An American backpacker has posted a rant where he lists 10 things he has come to hate about Australia since arriving last year.
Tristan Kuhn noted in a YouTube video uploaded on Monday the things he thought Australia could improve on, including annoying flies, lack of free drink refills and “slow” internet.
The 22-year-old entered the county in October last year and throughout his time spent in Cairns, Adelaide, Melbourne and Tasmania, he has developed a host of pet peeves.
Mr Kuhn, who has 2,300 subscribers, complained about Australia having “extra strong stinging sun” compared to what he was used to in the United States.

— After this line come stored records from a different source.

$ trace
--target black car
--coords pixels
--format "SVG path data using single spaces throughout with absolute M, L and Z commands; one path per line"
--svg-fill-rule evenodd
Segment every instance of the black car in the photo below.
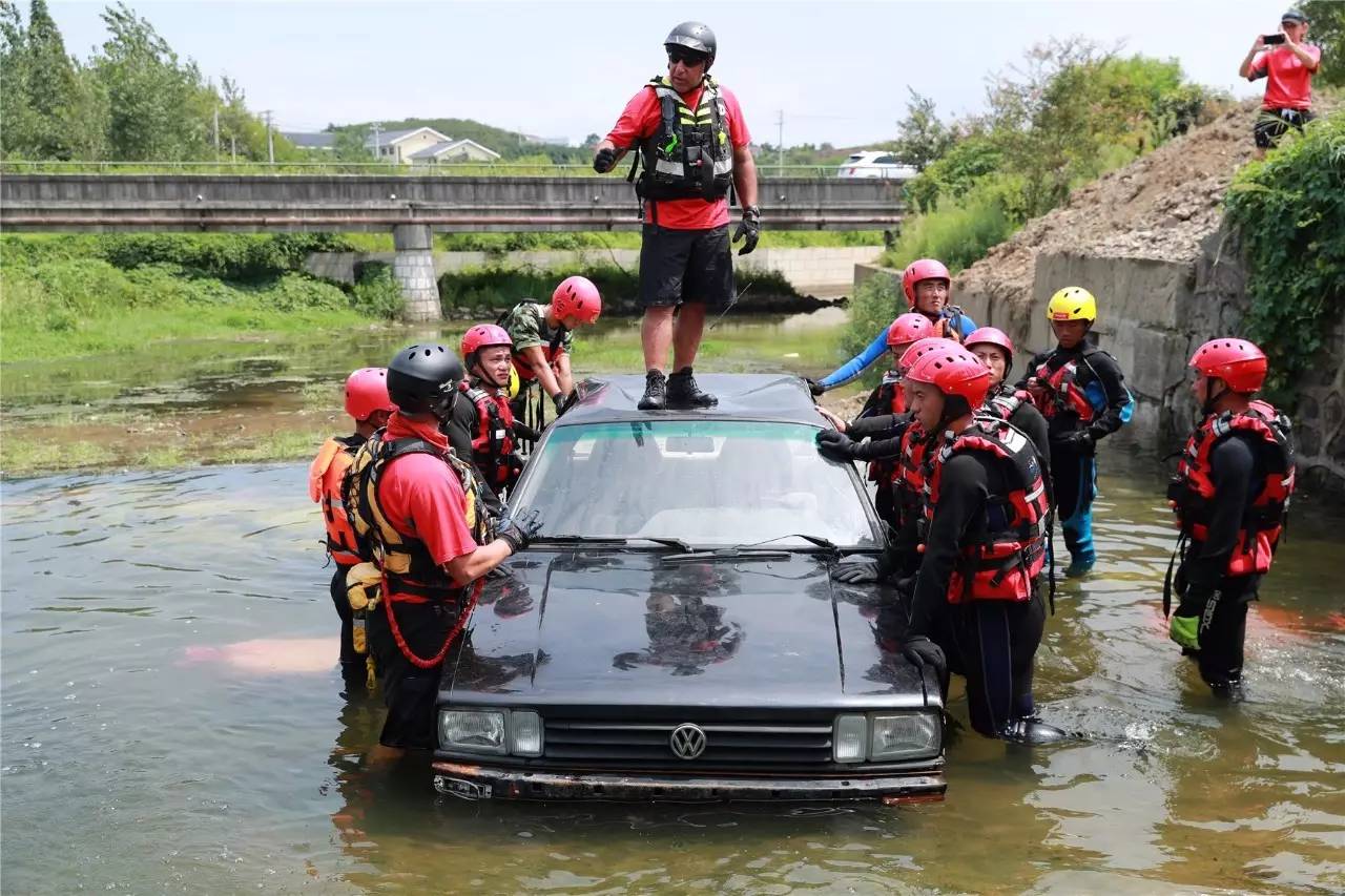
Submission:
M 882 527 L 803 381 L 707 375 L 713 410 L 588 382 L 511 498 L 545 527 L 444 666 L 434 786 L 471 798 L 942 798 L 943 704 L 905 611 L 830 572 Z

“The sun here is much more strong, it burns you way more quicker than anywhere in the States. If I go in the sun here anywhere from 30 minutes to an hour, I’m going to be pink,” he said.
Having to walk inside a petrol station to pay for fuel was another one of Khun’s top grievances, arguing it was painful having to wait in line with other customers when he was used to paying at the bowser.

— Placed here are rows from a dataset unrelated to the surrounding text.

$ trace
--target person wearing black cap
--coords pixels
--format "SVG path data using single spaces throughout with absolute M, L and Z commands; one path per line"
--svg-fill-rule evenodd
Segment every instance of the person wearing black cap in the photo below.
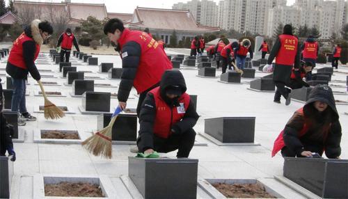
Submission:
M 330 87 L 318 85 L 306 105 L 297 110 L 274 142 L 272 157 L 321 157 L 340 159 L 342 128 Z
M 72 44 L 74 44 L 76 50 L 80 51 L 79 44 L 77 44 L 75 36 L 72 33 L 71 29 L 68 28 L 66 31 L 61 35 L 57 42 L 57 48 L 59 48 L 61 45 L 61 62 L 64 62 L 64 57 L 65 57 L 65 62 L 69 62 Z
M 290 97 L 287 97 L 289 92 L 285 86 L 290 83 L 292 67 L 298 70 L 300 67 L 299 49 L 299 40 L 292 35 L 292 26 L 286 24 L 283 34 L 278 36 L 268 57 L 267 66 L 272 64 L 273 60 L 276 58 L 273 81 L 277 87 L 277 92 L 287 100 L 286 105 L 290 104 Z M 274 102 L 280 103 L 280 100 L 276 99 L 276 97 L 275 95 Z
M 146 155 L 178 150 L 178 158 L 189 157 L 196 137 L 193 127 L 199 116 L 186 90 L 182 74 L 167 70 L 160 86 L 147 94 L 139 116 L 139 152 Z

He said in the US it was acceptable to turn at an intersection when a traffic light was displaying a red signal, so he found it frustrating he couldn’t do the same in Australia.
“Nothing is more frustrating than being stuck at a red light, knowing that you are perfectly safe to turn left, there are no cars, but you’re not able to do it,” he said.
Something Khun argued would “piss Americans off” was a lack of access to free drink refills at restaurants.
“All you Americans out there that like your refills, be thankful that you’re in America because there’s pretty much nowhere else in the world that does that,” he said.
Khun expressed a passionate hatred for law enforcement’s placement of “speed cameras everywhere” and claimed that drivers would be fined for going just three kilometres an hour over the limit.
10 things US backpacker hates about Australia
The “strong stinging sun”
Having to pay for fuel inside petrol stations
Not being allowed to turn on a red signal
Speed cameras being “everywhere”
Lack of free drink refills
“Slow” public and private internet
Paying for sauce with meal
Having to wear a bike helmet
Expensive alcohol and tobacco
“You cannot speed here in Australia. You can argue that speed cameras keep people safe... but I just don’t think that’s reasonable. To me, it’s a little bit of an overstep from the government,” he said.
“I don’t like the feeling of being surveyed everywhere and having cameras all around me, and that’s just one thing I don’t really agree with.”
Australian internet speeds disappoint
Australia may have been where Wi-Fi was invented, but Mr Khun said the standard of WiFi had simply not lived up to his expectations.
“The WiFi here as a whole is just kind of s****y, like it’s not complete crap, but it’s definitely much worse on average than it is in the US,” he said.
The quality of public WiFi available for free through some businesses was not comparable to that in the US, where according to Khun download speed was generally far quicker.
“Even if you’re paying for your own internet and the fastest WiFi that you can get, you’re still going to have really slow upload speeds, so you have to pay extra on top of whatever you get to have a fast upload speed,” he said.
Uploading a video to YouTube in Australia apparently takes him five to seven hours, whereas in the US it would usually take between 20 to 30 minutes.
Paying for condiments was another thing the backpacker was not impressed at having to do in Australia, arguing that the extras were usually handed out for free in his home country.
“It’s usually quite expensive for some sauce, you’re going to be paying between 50 cents and $2 for a little bit of sauce...that definitely frustrates me,” he said.
Not wearing a helmet while riding a bicycle being illegal was something else he wasn’t a fan of in Australia, arguing that adults should be trusted to make their own decisions about their safety.
“I think I should be able to choose whether I wear a helmet or not. I’m an adult, I think most adults should be able to make decisions like that,” he said.
Mr Khun said the high tax on alcohol and tobacco was another cause of annoyance in Australia, and an issue other Americans were likely not to be too keen on.
“It’s going to be two to three times more expensive to get cigarettes and alcohol here than it is back in the US,” he argued.
‘Pesky and annoying Australian flies’
The final biggest source of irritation for Mr Khun in Australia was the flies – a frustration widely shared by Australians too.
“They are so pesky and annoying here. The bugs in general get in your face – they’re annoying, but the flies are aggressive, they just attack you...you cannot get rid of them,” he said.
Despite the extensive list of problems Khun has noted throughout his short stay in the country, he said “I still fricken love Australia”, and he wouldn’t be here if he didn’t.
“I don’t hate Australia for these things...these are just some ways I think Australia could improve.”